A full fifteen minutes later – and ten minutes late – we arrived at our destination – an apartment viewing. This cultural faux pas, I realise now, could easily have resulted in a tragic loss of opportunity. But things must have been different back then, since there was no queue of hopeful tenants  guardedly lining the block.

I say “back then” like it was a different era: it was just over three years ago. But due to the remarkable speed of its development since the wall fell, years in Berlin (at least in certain parts of the inner city) are like dog years, each one seemingly incorporating several in terms of local transformations.

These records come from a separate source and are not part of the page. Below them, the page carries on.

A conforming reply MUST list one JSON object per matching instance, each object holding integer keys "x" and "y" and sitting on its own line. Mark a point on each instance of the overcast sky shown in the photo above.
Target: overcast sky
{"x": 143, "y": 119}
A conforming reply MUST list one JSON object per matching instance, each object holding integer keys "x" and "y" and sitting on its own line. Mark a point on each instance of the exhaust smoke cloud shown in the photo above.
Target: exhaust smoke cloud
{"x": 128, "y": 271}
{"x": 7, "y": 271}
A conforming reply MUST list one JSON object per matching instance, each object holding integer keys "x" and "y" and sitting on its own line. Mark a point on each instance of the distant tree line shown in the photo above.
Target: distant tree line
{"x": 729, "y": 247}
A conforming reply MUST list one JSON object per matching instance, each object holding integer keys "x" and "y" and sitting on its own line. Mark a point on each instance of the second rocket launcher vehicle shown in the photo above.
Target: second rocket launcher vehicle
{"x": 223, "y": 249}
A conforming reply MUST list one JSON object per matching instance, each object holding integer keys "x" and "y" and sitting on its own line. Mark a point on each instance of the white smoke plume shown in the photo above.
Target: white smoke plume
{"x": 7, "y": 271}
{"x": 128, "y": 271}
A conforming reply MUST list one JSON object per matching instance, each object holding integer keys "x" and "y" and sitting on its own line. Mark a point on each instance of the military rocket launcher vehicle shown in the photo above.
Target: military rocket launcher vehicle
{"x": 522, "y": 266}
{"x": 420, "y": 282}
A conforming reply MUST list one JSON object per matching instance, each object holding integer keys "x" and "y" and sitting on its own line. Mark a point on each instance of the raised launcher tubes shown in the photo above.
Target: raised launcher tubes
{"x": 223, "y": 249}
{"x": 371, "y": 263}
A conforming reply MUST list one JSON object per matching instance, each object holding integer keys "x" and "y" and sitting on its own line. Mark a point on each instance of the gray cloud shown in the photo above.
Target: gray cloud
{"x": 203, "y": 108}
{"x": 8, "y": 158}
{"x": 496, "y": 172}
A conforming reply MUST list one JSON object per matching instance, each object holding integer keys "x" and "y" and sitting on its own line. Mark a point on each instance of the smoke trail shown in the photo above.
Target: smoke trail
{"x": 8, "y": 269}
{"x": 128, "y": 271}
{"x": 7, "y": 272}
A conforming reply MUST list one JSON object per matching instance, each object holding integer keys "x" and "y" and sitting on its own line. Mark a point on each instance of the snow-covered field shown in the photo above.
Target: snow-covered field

Having since experienced the vastness of eastern neighbourhoods like Prenzlauer Berg, my local street no longer seems as endless as it once did, but it has certainly seen some change.

Stretched out between Kottbusser Tor at one end (in fact a little beyond it) to a small but significant perpendicular stretch of canal linking the Spree to the Landwehr Canal, Reichenberger Straße enjoys the close company of Görlitzer Park to the north and Paul-Lincke-Ufer to the south.

Located in the SO36 part of Kreuzberg, the area has a rich cultural history. A pocket of West Berlin surrounded on three sides by the East, the Kiez was populated by a post-war migrant Turkish community who settled in numbers big enough to earn their adopted area the nickname Little Istanbul.

Then, in the late 60s, now almost surrounded by the Wall and home to numerous squats, SO36 started to become popular with students and artists, sparking the beginning of the area’s alternative, punk scene. Today, Reichenberger Straße remains a key location for the May Day riots.

After the Wall fell, east Kreuzberg and its residents suddenly found themselves exposed and the initially very cheap rents drew in a wider variety of residents. According to Wikipedia, “its population has been swapped completely twice in the last two decades”.